The “real-time military grade AES – XTS 256-bit full-disk hardware encryption” would take a fast Macbook trying to brute force its way in a trillion years. Make that trillions multiplied by trillions multiplied by trillions. Until quantum computing becomes a thing, this drive won’t give up your data anytime soon.
And if quantum computing does become a thing, 10 failed attempts to access the drive will automatically erase everything on it. Talk about having your back, your front, and your sides.
When it comes to malicious software getting into your drive through a USB port, the BT will not accept any firmware updates — the site says it’s “Immune to bad USB.” For further virus protection, the drive comes preloaded with DriveSecurity ESET Antivirus along with a one-year license.

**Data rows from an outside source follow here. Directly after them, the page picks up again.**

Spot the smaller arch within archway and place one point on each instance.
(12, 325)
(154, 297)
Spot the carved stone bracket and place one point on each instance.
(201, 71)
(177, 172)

A three-year limited warranty is like the plastic wrapper over the paper bag on top of a metal casing housing an adamantium skeleton.
At the current price of $119 for the 16GB version (32GB – $159, 64GB – $189), the SecureUSB BT might be more drive than most home users will need. But if you need one drive for those very precious files — an electronic vault for your bank statements, client files, confidential agreements, or that top-secret music album that needs to be delivered to the studio — this is your best option.
Not only is it physically tough, the well-thought hardware and software bits and pieces create a mesh of digital links that will keep your data safe. Just make sure you have your phone charged and working because you won’t be able to do much without that part of the equation. There’s another drive we reviewed with a keypad built into the case, but it relies on batteries to keep working.
The SecureUSB BT is less fuss and more focused on doing the job it needs to do — protection and security.
SecureUSB BT 16GB
This review is based on an review-sample 16GB drive sent to us from the company.